Writer's picture: Manika ShahManika Shah

You must have read or heard many times that parents’ talking has the most obvious influence over children’s language development. Ever wondered how? Let’s explore this in our today’s segment.


1. Children whose parents addressed or responded to them more in early life had larger, faster growing vocabularies and scored higher on IQ tests than children whose parents spoke fewer words to them overall.


2. Parents who talk more inevitably expose their children to great variety of words and sentences – number of different nouns, adjectives, length of their phrases and sentences, all adding and enriching their children’s linguistic progress.

3. Another major aspect of parental language having a deep impact on children’s language is the amount of positive versus negative feedback children hear. Toddlers or preschoolers who heard large proportion of no, don’t, stop it and similar prohibitions had poorer language skills.
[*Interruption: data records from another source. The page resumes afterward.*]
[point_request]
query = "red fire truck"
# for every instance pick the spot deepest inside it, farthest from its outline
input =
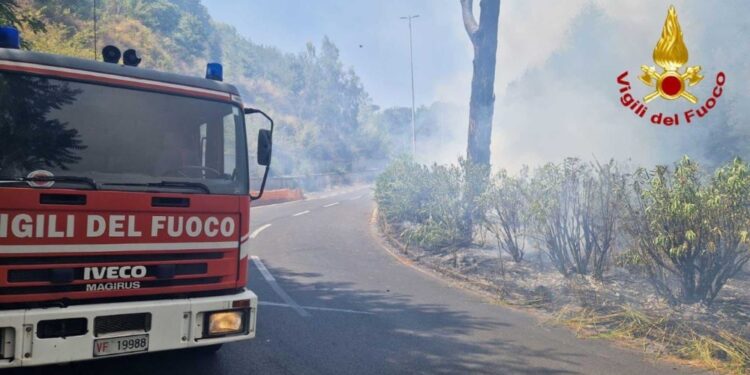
(124, 208)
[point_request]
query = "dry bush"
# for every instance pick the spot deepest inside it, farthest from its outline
(576, 208)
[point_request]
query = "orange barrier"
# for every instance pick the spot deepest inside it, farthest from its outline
(279, 196)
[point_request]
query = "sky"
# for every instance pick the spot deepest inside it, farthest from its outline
(556, 90)
(441, 47)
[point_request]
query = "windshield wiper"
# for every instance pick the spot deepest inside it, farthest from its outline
(71, 179)
(167, 184)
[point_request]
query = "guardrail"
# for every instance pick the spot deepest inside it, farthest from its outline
(321, 181)
(292, 188)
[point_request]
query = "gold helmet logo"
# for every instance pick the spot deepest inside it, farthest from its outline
(671, 54)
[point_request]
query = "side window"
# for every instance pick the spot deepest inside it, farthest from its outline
(202, 130)
(230, 143)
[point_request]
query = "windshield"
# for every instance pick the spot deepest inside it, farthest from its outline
(121, 138)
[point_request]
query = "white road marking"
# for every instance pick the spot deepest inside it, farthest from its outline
(276, 288)
(317, 308)
(257, 231)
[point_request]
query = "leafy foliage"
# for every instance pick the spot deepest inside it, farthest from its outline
(575, 211)
(507, 216)
(428, 203)
(691, 228)
(44, 142)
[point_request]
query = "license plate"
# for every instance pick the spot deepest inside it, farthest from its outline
(120, 345)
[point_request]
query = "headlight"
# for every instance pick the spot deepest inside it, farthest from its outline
(223, 323)
(7, 343)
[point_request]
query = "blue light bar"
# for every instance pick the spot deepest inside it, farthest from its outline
(214, 71)
(9, 37)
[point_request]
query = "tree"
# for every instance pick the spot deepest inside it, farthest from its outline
(483, 36)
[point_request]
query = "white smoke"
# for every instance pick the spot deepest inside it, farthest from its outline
(557, 65)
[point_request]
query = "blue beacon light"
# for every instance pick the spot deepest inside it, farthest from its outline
(214, 71)
(9, 37)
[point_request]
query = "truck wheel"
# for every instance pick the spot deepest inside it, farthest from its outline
(208, 350)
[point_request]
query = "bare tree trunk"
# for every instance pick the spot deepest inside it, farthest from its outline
(483, 37)
(482, 106)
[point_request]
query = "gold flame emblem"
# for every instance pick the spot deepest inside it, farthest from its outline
(671, 54)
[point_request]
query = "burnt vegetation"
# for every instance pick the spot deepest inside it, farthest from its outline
(683, 229)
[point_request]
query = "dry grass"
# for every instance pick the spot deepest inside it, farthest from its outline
(700, 345)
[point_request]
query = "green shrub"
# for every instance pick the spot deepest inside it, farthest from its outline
(575, 209)
(428, 205)
(692, 231)
(506, 212)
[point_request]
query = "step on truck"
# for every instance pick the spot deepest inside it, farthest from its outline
(124, 208)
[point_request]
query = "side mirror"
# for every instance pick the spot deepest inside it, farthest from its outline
(265, 145)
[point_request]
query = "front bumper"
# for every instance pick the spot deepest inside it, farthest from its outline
(174, 324)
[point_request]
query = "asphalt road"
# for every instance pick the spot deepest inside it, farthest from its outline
(333, 301)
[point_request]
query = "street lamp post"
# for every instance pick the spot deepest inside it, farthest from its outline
(413, 111)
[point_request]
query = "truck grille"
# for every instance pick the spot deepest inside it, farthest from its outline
(51, 278)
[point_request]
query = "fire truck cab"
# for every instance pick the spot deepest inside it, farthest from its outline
(124, 209)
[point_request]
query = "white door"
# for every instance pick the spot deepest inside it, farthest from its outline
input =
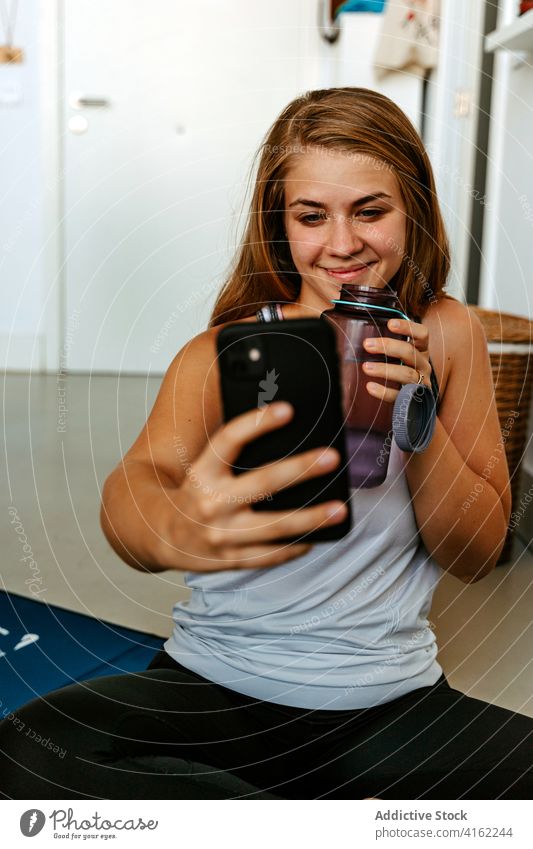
(165, 103)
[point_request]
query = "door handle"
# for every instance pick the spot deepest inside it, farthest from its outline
(82, 101)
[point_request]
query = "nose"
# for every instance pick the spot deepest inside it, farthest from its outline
(343, 236)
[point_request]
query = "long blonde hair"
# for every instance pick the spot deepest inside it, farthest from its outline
(357, 121)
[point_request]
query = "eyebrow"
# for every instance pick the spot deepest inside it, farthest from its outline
(317, 203)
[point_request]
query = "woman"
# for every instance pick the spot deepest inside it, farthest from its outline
(306, 671)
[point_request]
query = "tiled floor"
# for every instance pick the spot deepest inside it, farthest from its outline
(53, 479)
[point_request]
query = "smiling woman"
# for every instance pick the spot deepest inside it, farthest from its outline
(347, 240)
(305, 671)
(352, 157)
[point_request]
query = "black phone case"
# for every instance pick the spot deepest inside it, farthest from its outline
(294, 360)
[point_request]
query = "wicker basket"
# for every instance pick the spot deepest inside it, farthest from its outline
(510, 343)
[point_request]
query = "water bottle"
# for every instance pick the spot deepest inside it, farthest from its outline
(359, 313)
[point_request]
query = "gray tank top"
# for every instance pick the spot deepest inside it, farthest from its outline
(342, 627)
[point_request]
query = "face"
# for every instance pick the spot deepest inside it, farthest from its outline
(345, 222)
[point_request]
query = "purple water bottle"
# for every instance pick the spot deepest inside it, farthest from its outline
(359, 313)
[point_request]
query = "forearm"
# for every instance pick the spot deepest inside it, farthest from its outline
(459, 514)
(133, 500)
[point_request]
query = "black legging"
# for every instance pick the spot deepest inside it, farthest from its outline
(149, 735)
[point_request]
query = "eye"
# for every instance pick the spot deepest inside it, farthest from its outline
(313, 218)
(367, 214)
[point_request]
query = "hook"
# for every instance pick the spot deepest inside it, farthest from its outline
(329, 28)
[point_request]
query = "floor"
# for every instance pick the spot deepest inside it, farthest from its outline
(56, 461)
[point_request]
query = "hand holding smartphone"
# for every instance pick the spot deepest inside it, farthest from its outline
(295, 361)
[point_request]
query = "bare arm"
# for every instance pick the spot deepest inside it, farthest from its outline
(460, 485)
(173, 502)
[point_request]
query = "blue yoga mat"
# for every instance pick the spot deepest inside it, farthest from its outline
(43, 647)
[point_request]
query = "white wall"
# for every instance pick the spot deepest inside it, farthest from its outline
(507, 282)
(32, 319)
(21, 197)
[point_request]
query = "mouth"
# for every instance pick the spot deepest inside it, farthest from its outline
(350, 273)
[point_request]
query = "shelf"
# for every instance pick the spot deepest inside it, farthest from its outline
(517, 35)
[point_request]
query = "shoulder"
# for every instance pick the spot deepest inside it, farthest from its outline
(456, 338)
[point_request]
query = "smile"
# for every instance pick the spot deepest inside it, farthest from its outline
(349, 273)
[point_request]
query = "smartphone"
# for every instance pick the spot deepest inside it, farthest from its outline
(293, 360)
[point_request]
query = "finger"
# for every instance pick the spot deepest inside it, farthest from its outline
(416, 331)
(397, 348)
(229, 440)
(248, 526)
(400, 373)
(381, 392)
(265, 480)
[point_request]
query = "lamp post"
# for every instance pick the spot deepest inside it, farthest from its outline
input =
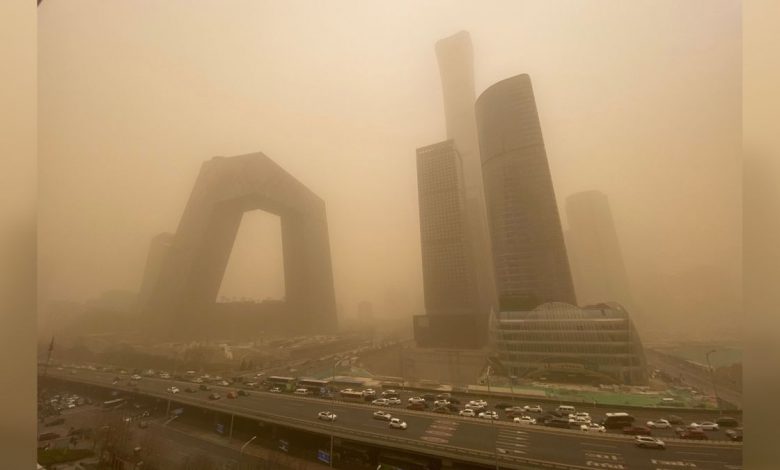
(712, 377)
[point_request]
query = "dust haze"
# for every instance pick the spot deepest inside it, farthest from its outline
(638, 100)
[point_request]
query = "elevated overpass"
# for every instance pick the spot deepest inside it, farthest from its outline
(499, 444)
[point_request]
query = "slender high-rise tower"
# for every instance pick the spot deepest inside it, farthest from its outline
(594, 250)
(456, 66)
(529, 254)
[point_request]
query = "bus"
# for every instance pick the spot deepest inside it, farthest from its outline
(313, 385)
(353, 395)
(112, 404)
(285, 383)
(617, 420)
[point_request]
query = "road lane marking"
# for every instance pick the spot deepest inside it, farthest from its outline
(598, 445)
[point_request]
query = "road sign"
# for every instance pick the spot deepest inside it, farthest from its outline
(323, 456)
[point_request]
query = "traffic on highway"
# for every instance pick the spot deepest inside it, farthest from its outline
(562, 434)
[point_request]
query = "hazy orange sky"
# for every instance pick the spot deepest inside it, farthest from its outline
(639, 99)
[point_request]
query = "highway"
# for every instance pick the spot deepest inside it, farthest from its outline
(468, 439)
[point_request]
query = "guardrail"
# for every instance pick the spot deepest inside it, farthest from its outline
(369, 407)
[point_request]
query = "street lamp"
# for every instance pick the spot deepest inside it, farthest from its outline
(246, 444)
(712, 377)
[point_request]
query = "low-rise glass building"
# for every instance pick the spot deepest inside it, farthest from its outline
(597, 344)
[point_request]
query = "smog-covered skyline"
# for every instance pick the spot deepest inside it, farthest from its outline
(640, 101)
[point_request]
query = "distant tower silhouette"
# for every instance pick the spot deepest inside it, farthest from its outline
(456, 66)
(529, 253)
(594, 250)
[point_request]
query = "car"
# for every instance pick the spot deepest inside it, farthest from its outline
(659, 424)
(727, 422)
(396, 423)
(525, 419)
(383, 415)
(637, 431)
(55, 422)
(649, 442)
(674, 419)
(734, 435)
(592, 427)
(704, 426)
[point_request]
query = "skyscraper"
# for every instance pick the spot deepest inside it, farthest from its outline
(453, 316)
(456, 66)
(594, 250)
(448, 274)
(529, 254)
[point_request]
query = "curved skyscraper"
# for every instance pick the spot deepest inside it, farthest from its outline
(529, 255)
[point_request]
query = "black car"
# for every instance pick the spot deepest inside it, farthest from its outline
(734, 435)
(673, 419)
(727, 422)
(558, 423)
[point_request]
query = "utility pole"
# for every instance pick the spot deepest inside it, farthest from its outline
(712, 377)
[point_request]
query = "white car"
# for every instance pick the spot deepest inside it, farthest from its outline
(705, 426)
(659, 424)
(384, 415)
(397, 423)
(649, 441)
(524, 420)
(593, 427)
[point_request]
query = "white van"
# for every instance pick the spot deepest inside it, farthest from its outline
(566, 409)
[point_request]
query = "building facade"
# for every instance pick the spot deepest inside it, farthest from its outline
(594, 250)
(455, 55)
(529, 255)
(597, 344)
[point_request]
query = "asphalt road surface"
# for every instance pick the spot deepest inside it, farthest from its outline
(575, 448)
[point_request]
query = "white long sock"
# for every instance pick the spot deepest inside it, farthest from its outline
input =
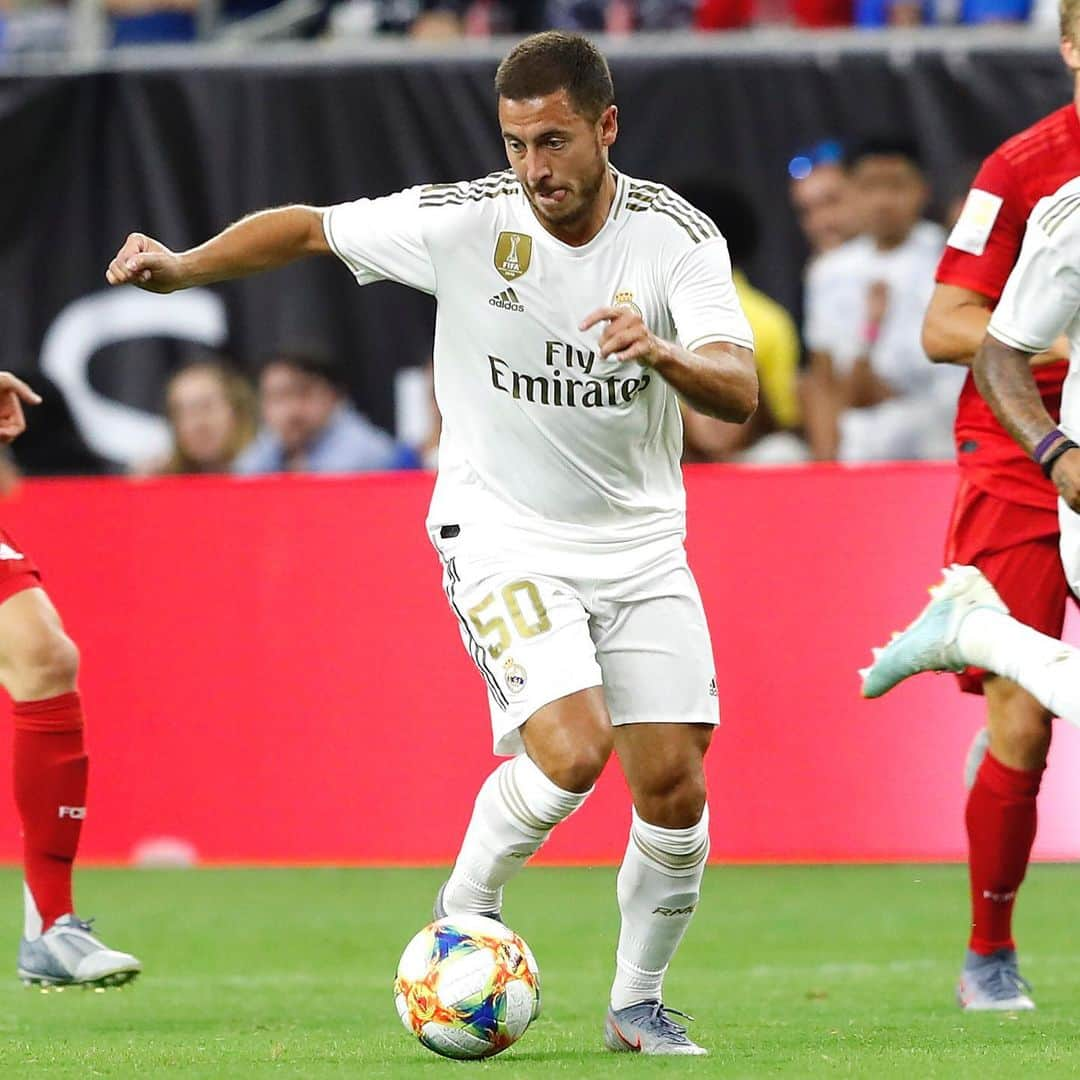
(1045, 667)
(659, 885)
(515, 811)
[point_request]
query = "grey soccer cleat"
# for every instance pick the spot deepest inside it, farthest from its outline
(929, 644)
(439, 908)
(647, 1028)
(67, 954)
(993, 984)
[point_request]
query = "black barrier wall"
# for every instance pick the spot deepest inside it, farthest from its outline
(179, 152)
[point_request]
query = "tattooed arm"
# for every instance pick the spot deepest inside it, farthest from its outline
(1003, 377)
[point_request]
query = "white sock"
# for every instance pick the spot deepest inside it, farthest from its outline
(31, 917)
(659, 885)
(1048, 669)
(515, 811)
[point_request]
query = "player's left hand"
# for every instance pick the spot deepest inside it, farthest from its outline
(13, 392)
(1066, 477)
(625, 337)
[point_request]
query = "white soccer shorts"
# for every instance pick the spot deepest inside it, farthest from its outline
(1069, 521)
(536, 638)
Of course, parents of toddlers cannot avoid all prohibitions, but those who kept their negative response to a minimum, instead emphasising more on positive responses, affirmations, fostered better language development.


4. Last but not least, children whose parents spoke more to them during the first three years continue to excel at various language skills including, reading, spellings, speaking and listening abilities.


So even after children enter school when their parents cease to be the sole influence over their cognitive development, their early language exposure has its impact on their language achievement.